What about DAI? DAI is backed by ETH, not U.S. dollars. We can provide USD 100 worth of ETH and mint USD 100 worth of DAI (actually only USD 66 worth of DAI can be minted. This is the method used by the clearing system to maintain the stability of DAI prices, but for simplicity, suppose the guarantee rate is 100 %.)

If the price of 1 DAI is 1.1 US dollars, we can use ETH to mint DAI, and then use DAI to exchange for ETH. Suppose you used 1.5 USD worth of ETH to mint 1 USD worth of DAI. Now, the value of this DAI has become 1.1 US dollars, you can exchange it into the equivalent ETH, which is still 0.4 US dollars lower than the value of your pledge. (This is why DAI is sometimes decoupled from the US dollar).

Solving the above problems is easy, isn’t it? As long as we can mint 1 dollar worth of DAI with 1 dollar worth of ETH. The problem here is that ETH itself is volatile. If the price of ETH drops by 1%, the entire system will be unstable because there is not enough ETH to pay for DAI.

This is why companies such as Tether will get so many lawsuits. Tether claims that the USDT it issued is backed in full 1:1 in U.S. dollars. That is to say, if all USDT holders request Tether to redeem at the same time, can Tether come up with enough U.S. dollars? This is the key issue to ensure the stability of the system: when everyone asks for payment, the system can always provide sufficient basic assets.

Therefore, we designed a new type of stablecoin (we know that there are enough stablecoins of the same kind, but technically speaking, ours is different). We have designed the AMM (Automatic Market Maker) transfer mechanism.

Whenever we create a new uniswap liquidity pool, we need to provide two tokens of equal value. Suppose you provide BAT worth 1 USD and ETH worth 1 USD to create a BAT/ETH liquidity pool. At this time, someone provided DAI worth $1 and ETH worth $1 to create a DAI/ETH liquidity pool. If you want to use BAT to exchange DAI, you must first exchange 1 USD worth of BAT in the BAT/ETH pool into equivalent ETH, and then exchange into the equivalent DAI in the DAI/ETH pool.

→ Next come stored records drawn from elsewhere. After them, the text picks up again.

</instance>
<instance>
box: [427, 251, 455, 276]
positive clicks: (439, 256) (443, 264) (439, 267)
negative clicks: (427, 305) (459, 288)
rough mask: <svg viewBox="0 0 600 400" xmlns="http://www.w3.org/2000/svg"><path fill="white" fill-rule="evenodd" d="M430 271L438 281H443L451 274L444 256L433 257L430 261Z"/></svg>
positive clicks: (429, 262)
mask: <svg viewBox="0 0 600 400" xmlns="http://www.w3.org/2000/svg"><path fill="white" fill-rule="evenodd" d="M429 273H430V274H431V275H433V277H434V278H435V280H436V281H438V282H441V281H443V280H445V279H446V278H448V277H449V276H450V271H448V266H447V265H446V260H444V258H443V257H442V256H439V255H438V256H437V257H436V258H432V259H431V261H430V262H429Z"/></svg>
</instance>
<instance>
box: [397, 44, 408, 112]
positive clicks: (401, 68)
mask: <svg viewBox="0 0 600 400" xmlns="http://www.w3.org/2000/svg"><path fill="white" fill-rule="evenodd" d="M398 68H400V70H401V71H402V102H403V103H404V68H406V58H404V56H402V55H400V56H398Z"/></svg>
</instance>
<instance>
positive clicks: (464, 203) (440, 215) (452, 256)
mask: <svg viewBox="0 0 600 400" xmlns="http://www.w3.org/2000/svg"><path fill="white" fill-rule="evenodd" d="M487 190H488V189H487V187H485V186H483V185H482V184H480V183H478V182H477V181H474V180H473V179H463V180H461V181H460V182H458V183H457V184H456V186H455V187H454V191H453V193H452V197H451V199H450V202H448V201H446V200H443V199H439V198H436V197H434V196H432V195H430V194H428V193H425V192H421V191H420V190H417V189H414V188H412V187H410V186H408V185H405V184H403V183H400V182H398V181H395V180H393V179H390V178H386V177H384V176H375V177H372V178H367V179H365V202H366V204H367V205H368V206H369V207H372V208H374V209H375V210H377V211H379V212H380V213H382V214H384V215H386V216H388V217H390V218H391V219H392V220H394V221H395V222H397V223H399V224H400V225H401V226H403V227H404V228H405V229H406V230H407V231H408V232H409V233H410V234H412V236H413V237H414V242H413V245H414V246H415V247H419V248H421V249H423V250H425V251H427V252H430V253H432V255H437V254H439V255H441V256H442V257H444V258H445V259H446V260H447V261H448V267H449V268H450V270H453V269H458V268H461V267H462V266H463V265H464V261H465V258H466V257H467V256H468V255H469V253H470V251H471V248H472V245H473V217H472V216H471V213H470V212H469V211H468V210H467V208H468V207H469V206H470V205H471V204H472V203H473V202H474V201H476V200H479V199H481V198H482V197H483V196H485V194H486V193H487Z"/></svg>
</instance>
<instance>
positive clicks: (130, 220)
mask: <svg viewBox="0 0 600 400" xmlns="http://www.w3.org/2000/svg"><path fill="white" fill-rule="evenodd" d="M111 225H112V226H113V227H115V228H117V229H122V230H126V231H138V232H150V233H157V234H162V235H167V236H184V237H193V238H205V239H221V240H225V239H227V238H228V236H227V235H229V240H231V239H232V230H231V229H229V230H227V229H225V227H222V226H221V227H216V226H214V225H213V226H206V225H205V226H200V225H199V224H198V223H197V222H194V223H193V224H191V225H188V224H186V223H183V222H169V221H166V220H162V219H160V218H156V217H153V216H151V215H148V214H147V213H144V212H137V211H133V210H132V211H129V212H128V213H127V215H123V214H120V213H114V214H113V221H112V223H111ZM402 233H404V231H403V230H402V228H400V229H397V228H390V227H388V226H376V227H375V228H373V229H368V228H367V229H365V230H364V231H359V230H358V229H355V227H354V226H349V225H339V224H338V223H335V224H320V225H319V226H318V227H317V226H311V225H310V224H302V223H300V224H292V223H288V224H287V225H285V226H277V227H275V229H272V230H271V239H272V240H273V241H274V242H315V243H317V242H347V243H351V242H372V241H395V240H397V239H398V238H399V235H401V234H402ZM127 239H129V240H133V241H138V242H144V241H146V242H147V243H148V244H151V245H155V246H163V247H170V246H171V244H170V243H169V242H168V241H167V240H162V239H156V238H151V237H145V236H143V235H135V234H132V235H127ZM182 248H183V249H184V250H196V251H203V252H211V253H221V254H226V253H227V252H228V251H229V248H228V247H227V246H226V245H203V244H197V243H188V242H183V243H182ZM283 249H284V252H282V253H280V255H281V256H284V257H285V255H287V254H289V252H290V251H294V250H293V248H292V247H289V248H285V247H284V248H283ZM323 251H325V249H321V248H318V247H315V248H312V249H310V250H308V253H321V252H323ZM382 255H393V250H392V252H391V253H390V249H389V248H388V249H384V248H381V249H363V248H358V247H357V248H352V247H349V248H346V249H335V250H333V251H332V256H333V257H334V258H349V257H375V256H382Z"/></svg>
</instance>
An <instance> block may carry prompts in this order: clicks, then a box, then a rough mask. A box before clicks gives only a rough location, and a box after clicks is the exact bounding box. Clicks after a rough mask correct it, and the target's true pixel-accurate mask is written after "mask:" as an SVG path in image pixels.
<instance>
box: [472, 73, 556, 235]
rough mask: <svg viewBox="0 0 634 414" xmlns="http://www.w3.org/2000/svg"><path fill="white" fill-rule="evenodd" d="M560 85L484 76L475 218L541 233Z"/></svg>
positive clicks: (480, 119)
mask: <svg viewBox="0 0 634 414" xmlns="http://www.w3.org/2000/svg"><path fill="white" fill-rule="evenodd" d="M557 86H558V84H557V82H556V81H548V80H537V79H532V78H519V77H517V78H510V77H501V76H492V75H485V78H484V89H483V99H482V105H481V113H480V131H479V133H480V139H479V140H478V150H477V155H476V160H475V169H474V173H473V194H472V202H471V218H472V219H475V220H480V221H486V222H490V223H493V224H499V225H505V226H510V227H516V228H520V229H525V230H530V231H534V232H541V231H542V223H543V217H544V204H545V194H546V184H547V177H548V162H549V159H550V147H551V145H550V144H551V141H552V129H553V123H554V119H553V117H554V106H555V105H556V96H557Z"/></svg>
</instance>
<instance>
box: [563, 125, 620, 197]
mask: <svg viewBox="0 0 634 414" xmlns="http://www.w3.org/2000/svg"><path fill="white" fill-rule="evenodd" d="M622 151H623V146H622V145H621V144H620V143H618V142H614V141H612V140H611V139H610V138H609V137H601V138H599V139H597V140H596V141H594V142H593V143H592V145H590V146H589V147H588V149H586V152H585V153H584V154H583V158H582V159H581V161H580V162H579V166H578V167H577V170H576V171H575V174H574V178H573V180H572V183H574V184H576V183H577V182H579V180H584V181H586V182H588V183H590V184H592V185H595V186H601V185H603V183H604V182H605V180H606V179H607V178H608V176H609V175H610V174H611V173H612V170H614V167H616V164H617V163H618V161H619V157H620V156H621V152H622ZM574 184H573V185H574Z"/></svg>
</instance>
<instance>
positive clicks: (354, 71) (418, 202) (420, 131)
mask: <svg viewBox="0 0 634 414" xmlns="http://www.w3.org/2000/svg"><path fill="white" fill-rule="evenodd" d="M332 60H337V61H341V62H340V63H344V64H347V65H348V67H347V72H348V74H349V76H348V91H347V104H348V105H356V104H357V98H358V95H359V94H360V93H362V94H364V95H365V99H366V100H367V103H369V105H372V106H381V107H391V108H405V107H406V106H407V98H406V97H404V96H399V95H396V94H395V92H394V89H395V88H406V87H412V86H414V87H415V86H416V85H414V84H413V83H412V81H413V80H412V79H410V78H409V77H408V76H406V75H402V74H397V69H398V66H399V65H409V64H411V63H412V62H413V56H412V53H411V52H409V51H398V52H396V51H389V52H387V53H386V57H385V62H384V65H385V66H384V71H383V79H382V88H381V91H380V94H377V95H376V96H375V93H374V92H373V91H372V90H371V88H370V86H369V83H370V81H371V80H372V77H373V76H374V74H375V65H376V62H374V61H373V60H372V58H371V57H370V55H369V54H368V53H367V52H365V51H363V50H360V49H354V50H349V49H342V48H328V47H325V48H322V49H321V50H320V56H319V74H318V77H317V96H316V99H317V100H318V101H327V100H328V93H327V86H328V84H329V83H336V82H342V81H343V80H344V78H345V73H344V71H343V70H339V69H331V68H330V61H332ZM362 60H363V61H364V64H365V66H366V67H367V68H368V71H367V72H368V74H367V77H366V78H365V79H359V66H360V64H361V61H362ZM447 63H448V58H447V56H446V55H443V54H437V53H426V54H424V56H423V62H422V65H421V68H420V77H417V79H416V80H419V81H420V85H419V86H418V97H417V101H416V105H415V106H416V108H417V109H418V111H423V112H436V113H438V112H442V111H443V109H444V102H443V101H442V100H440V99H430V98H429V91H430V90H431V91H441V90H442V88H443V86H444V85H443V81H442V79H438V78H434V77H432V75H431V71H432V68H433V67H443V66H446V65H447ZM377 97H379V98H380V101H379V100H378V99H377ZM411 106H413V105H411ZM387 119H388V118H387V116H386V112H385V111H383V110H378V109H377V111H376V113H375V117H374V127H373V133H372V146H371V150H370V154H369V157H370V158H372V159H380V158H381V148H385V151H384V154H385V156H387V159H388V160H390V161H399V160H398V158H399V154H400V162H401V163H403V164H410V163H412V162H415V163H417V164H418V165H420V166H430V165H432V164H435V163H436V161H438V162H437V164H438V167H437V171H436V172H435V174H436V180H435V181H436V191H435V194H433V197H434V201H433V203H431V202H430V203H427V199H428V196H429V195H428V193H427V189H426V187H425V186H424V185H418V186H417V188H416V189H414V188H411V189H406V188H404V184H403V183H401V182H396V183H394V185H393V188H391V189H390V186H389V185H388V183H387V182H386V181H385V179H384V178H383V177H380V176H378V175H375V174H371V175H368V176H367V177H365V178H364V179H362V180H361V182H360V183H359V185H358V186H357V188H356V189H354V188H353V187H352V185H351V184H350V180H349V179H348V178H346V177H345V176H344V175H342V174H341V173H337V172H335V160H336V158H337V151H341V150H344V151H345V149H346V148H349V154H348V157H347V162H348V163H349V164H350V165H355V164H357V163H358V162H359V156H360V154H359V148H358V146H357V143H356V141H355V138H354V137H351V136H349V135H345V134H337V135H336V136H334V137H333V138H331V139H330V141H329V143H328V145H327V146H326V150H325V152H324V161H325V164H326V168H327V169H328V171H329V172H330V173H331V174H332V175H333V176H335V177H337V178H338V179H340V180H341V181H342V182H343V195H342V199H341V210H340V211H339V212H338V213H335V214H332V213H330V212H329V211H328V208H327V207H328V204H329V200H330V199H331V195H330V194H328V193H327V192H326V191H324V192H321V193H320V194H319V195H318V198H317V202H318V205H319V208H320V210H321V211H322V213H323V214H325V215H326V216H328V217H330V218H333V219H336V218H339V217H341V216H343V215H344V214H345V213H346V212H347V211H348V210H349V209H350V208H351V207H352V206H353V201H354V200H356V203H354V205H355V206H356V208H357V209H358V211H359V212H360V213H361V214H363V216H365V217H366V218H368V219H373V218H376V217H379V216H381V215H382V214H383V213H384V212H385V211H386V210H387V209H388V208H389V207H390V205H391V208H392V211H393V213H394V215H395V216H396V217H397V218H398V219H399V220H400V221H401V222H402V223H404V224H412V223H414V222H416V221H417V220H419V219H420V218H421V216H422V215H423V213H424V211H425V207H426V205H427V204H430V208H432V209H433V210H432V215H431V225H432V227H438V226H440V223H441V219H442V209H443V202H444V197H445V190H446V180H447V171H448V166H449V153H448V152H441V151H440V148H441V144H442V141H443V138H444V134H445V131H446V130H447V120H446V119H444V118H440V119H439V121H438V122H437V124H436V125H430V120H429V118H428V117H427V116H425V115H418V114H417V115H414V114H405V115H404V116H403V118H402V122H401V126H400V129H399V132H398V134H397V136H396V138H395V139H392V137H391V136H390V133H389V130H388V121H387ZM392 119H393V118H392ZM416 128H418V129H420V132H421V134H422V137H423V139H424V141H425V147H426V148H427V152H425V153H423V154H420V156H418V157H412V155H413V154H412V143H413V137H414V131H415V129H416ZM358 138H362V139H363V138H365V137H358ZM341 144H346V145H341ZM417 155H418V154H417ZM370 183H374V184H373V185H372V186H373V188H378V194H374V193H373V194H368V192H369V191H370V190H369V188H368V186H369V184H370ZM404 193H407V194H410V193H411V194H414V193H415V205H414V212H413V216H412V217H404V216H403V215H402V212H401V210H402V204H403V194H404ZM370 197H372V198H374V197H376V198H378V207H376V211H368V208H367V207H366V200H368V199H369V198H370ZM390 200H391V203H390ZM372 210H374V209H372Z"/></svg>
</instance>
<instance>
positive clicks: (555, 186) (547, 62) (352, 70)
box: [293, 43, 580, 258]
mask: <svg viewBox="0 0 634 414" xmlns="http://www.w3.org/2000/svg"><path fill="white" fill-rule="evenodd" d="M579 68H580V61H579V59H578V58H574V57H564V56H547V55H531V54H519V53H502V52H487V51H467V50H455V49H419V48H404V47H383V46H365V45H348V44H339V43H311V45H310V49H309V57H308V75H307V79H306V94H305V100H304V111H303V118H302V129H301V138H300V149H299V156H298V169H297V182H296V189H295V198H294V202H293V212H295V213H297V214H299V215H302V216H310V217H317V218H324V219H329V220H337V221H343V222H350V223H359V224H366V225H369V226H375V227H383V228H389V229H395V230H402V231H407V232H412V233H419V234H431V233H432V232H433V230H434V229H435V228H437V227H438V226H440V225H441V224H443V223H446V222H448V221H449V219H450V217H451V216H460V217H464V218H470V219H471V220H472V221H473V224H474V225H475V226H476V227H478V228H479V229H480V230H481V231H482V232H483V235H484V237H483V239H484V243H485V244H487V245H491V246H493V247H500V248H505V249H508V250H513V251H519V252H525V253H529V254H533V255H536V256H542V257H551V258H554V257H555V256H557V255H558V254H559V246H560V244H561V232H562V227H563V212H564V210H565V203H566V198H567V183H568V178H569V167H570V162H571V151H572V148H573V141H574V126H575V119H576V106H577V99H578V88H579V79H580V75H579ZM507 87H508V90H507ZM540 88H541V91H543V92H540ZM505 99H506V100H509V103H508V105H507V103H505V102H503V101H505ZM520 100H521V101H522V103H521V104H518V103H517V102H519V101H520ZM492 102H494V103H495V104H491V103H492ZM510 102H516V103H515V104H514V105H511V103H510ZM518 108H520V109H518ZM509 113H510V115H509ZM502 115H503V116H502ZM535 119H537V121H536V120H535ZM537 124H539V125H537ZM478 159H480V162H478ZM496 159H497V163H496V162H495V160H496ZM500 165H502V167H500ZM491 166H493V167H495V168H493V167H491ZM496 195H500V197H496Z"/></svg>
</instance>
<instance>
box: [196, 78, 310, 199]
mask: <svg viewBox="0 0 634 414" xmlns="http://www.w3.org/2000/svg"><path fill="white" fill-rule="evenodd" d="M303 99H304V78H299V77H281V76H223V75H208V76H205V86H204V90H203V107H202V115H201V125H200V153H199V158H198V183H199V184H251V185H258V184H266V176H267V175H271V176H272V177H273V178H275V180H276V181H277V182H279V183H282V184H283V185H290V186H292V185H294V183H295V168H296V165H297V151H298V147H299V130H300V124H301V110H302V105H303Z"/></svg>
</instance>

In the above example, ETH only played the role of value transfer. As long as 1 ETH = 1 ETH, BAT worth 1 USD = DAI worth 1 USD.

After introducing value transfer assets, we can do some interesting things. Assuming that you provide 1 USD worth of BAT to this new AMM transfer mechanism, you can create an equivalent value transfer token. If someone else provides DAI worth $1, they can also create an equivalent value transfer token.

Some interesting things will happen next:

  1. We only need to provide liquidity for one token
  2. The value of the value transfer token is equal to the sum of the value of all tokens in the system
  3. If a trader injects more A tokens into the system, he must withdraw B tokens of the same value, thereby complying with Rule 2.
  4. If the value of the value transfer token is higher than the total value of all the tokens in the system, the trader will sell the value transfer token to the system and withdraw other tokens, thereby complying with Rule 2.

We have launched this liquidity provision system called Stable AMM. The system can obtain higher profits while ensuring internal stability.